OKC and 802.11r will be enabled when WPA2 Enterprise(802.1X) security option is chosen.
when WPA2 preshared keys is chosen, only 802.11r will be enabled(OKC will be greyed out).
when security is open both will be greyed out.


Thank you Anand,

However, I will not be using either 802.1X security or WPA2 preshared keys for authentication. As this is a wifi4eu project, authentication will be through a guest portal splash page with free access. Does this mean fast roaming 802.11r cannot be used? I did not get to the configuration of the splash page yet so I did not have the chance to test it.

802.11r and OKC is not needed when open authentication is configured. Please enable cnMaestro managed roaming for guest client to roam seamlessly.


Is it not needed or it is not intended to work by construction with open authentication? Because 802.11r is a requirement for wifi4eu! Otherwise the installation will not meet the criteria.

I think you need to enable WPA2 security on the WLAN for meeting this requirement.

I am looking it up just now and I think you are right! That makes me wonder if I am isiing something. How can they want free access and require 802.11r at the same time. I have to research more.

Thank you!

Another question… If I keep the cnMaestro Enhanced Managed Roaming disabled and I do not enable WPA2 (or any other form of authentication) is roaming totally not working?

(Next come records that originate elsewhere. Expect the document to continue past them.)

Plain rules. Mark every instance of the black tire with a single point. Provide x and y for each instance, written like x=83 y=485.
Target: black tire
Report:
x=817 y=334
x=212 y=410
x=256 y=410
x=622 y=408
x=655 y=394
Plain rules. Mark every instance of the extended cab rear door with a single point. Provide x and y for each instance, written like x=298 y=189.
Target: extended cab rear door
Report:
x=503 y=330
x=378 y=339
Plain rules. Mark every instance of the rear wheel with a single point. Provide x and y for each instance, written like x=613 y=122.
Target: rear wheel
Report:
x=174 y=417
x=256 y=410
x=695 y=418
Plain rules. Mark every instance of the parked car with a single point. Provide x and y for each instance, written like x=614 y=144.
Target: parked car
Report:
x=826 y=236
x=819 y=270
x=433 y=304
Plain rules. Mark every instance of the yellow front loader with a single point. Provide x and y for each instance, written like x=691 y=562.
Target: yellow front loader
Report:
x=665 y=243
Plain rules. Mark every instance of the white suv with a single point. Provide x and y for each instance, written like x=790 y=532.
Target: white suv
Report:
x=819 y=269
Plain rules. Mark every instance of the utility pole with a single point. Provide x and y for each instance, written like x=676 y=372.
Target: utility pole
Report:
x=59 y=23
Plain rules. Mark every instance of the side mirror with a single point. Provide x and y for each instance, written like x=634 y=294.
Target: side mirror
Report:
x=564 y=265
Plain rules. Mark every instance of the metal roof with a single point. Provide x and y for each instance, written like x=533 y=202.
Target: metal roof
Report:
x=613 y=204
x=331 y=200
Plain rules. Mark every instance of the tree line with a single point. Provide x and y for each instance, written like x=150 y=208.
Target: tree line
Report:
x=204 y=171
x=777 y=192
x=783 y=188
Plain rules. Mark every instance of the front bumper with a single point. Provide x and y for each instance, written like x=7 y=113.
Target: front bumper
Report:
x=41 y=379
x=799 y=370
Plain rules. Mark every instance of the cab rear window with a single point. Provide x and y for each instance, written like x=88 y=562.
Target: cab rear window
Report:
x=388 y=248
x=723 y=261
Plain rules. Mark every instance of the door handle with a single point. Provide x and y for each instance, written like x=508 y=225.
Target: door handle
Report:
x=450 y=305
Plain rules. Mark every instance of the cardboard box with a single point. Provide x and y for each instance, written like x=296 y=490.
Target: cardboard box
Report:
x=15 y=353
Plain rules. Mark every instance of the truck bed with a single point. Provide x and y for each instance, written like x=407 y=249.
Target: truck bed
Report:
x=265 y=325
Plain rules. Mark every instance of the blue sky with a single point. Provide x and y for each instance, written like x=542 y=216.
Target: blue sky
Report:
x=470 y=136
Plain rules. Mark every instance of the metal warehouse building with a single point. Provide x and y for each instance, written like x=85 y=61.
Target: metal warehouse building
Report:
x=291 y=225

There are two types of roaming , L2 and L3.

For L2 roaming, AP will exchange roam notification packets, since home and foreign AP are in the same L2 domain. if dot1x or WPA2 is enabled in this scenario, then OKC and 11r will give you better roaming experience.

In case of L3 roaming, home AP and foreign AP will be in separate network.
cnMaestro managed mobility ( Enhanced roaming) will be used in this scenario for client cache exchange. This feature is available only in Guest enabled WLAN.

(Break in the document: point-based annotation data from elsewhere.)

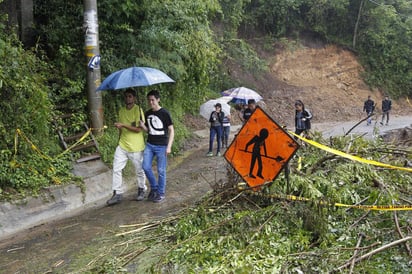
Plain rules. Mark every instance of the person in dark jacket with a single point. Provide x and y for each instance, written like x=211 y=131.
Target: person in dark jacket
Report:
x=216 y=121
x=251 y=106
x=369 y=107
x=302 y=118
x=386 y=108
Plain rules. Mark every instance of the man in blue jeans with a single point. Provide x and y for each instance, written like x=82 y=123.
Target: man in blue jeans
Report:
x=159 y=127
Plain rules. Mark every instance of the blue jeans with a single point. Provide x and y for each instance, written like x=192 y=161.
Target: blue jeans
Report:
x=225 y=135
x=151 y=151
x=215 y=131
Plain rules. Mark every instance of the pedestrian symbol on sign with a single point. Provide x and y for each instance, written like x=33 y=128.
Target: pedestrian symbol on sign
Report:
x=261 y=149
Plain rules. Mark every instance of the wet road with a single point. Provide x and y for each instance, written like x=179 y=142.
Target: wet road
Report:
x=52 y=247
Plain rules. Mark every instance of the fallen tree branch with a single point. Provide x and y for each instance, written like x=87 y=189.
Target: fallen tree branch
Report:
x=398 y=229
x=373 y=252
x=355 y=253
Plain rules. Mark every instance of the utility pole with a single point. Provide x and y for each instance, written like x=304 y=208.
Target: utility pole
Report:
x=94 y=98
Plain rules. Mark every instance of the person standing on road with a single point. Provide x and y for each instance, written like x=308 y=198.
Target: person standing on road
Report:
x=225 y=130
x=386 y=108
x=130 y=147
x=369 y=107
x=159 y=126
x=251 y=106
x=302 y=119
x=216 y=121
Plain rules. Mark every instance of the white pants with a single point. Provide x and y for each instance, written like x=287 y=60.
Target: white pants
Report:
x=119 y=163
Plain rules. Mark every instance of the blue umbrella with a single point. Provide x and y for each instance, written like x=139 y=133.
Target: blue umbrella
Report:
x=134 y=77
x=241 y=95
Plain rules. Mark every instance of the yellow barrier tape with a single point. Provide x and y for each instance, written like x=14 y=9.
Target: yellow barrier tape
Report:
x=36 y=149
x=303 y=199
x=76 y=143
x=348 y=156
x=19 y=132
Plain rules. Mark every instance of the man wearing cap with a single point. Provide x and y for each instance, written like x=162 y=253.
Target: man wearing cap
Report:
x=216 y=121
x=130 y=147
x=386 y=108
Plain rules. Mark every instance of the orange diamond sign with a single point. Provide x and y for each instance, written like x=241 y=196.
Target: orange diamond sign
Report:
x=261 y=149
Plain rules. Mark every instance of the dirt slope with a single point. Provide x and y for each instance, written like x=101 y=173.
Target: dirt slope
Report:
x=326 y=78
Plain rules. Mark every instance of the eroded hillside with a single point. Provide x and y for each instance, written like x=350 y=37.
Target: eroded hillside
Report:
x=326 y=78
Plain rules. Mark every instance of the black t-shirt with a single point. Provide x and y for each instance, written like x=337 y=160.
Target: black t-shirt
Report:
x=247 y=113
x=158 y=123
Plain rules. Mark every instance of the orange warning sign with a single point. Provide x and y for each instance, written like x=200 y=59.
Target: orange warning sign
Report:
x=261 y=149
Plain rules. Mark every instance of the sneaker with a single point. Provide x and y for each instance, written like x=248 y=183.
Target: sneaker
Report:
x=116 y=198
x=140 y=194
x=151 y=195
x=158 y=198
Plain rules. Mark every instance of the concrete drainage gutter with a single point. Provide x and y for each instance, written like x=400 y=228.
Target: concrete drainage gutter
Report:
x=61 y=201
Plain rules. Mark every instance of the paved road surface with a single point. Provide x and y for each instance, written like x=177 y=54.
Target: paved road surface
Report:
x=52 y=247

802.11r specifies fast (BSS) transitions between access points by redefining the security key negotiation protocol, allowing both the negotiation and requests for wireless resources.

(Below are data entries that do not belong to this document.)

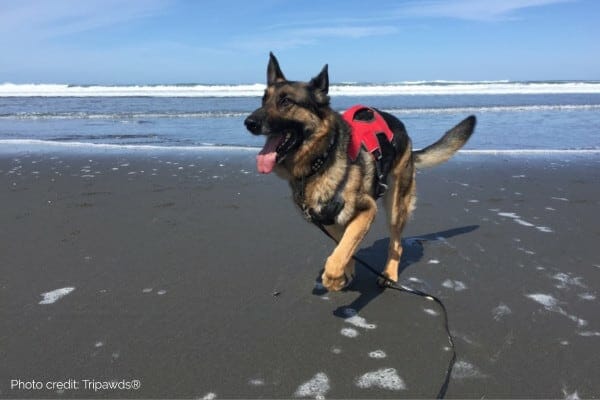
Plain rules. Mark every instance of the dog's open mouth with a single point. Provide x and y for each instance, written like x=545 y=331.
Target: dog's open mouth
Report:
x=274 y=151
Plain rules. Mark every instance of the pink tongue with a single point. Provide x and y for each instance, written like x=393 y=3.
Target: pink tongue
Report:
x=267 y=158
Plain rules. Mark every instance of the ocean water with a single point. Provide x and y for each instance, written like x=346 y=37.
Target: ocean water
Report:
x=512 y=116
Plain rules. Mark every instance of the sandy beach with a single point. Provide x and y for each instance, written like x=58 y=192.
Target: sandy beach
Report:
x=188 y=275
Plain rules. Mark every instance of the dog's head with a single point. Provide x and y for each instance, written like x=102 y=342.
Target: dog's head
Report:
x=290 y=113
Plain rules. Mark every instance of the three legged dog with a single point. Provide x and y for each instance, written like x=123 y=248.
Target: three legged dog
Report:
x=307 y=144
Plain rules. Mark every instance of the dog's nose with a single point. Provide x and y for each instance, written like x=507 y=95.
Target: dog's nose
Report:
x=252 y=124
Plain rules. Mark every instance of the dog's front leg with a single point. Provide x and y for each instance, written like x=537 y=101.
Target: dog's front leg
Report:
x=333 y=277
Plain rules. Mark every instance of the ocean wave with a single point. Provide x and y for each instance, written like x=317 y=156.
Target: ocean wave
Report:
x=33 y=144
x=123 y=116
x=240 y=114
x=347 y=89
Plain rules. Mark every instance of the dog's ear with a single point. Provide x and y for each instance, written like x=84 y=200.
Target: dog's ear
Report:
x=321 y=81
x=274 y=73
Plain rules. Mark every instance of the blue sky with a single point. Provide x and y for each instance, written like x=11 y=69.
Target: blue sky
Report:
x=228 y=41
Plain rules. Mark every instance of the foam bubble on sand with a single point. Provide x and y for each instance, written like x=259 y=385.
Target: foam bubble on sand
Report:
x=55 y=295
x=349 y=332
x=455 y=285
x=352 y=317
x=551 y=304
x=565 y=280
x=522 y=222
x=544 y=229
x=546 y=300
x=587 y=296
x=589 y=333
x=385 y=378
x=500 y=311
x=316 y=387
x=570 y=396
x=466 y=370
x=377 y=354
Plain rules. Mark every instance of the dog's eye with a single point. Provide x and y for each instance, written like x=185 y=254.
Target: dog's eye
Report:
x=285 y=102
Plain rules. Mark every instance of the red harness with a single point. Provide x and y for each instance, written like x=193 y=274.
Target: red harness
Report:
x=364 y=133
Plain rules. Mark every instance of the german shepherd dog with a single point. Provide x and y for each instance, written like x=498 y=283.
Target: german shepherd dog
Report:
x=306 y=144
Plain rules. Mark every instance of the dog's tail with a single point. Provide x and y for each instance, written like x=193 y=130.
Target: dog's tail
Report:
x=446 y=146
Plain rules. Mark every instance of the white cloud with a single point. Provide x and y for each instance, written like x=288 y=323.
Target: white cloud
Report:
x=43 y=19
x=472 y=9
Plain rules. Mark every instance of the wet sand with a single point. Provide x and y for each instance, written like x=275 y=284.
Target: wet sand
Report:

The key negotiation protocol in 802.11i needs WPA2-CCMP method ,the client is required to renegotiate its key on every handoff ( Client moving across APs) , a time-consuming process.

11r & OKC allow for the part of the key derived from the server to be cached in the wireless network, so that a reasonable number of future connections can be based on the cached key, avoiding the 802.1X process. For OPEN method there is no encryption keys exists so clients not required cache any keys

In my case it would be L2 roaming. So I would assume that since neither dot1x nor WPA2 will be enabled, roaming will occur not based on OKC or 11r but on disconnection of the client when the signal from the AP he is connected becomes very weak and then reconnecting to another AP with a better signal.

There will not be any roaming in open network. When client moves to another AP’s signal range, client will have to repeat the steps it performed with the previous associated AP. Design the WiFi in such a way that AP signal overlays for client’s to connect seamlessly.


Understood. The wifi it is indeed designed so the SSID overlaps between APs. This is why I wanted roaming in order for the clients to be pushed to the AP with the stronger signal. Thank you for your answers.